Most likely that setting does not match the value in other clusters but I could not find any difference in any of the settings between the clusters - any help / pointers highly appreciated.
getMembers() can contain both unreachable and reachable nodes. When a node is downed or leaves the cluster gracefully, it becomes removed, and after that it is not in getMembers() anymore.
If a node is unreachable, it will also end up in the getUnreachable() set.
Note that the Cluster.state is the nodes own view of the cluster, so if there is a network partition for example, the view on the different nodes will be different until the partition heals (or one side of the partition is downed). It is also driven by the cluster gossip, meaning that it is eventually consistent, there is no guarantee that at a given point in time, all nodes will perceive the state as the exact same.

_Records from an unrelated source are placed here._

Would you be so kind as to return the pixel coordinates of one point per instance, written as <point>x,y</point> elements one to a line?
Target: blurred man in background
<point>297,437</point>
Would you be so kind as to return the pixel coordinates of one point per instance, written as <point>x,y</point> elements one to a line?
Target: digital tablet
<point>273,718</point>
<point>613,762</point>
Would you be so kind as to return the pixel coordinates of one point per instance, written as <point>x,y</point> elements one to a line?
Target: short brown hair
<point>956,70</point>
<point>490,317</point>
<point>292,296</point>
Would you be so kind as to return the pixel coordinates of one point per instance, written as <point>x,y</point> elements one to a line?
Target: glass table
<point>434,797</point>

This should not be affected by any settings, when the node is part of the cluster it will get information about all the other members of the cluster. It can be affected by a “split brain”, if you use auto-downing for example, you may end up with a cluster split into two clusters that both think that they are the cluster and that the other side was shutdown.
Thanks for the details - I agree that Cluster.state is not guaranteed to be correct at any given time but will be eventually consistent and also about the split brain problem.
In the scenario I mentioned, the down node is showing up in the unreachable set and the member.status() is still showing as “Up”.
Is there any configuration/setting that can cause delay in removing a down node from the cluster?
Is there any configuration/setting that can cause a down node to still have the status as “Up” for a long time?
I see that in an older cluster, for a down node, the member.status() whould show as “Down” and that node would not be present in the getMembers() set. So one of the developers must have changed some setting in the new cluster to cause this behavior to change which is what I am trying to figure out!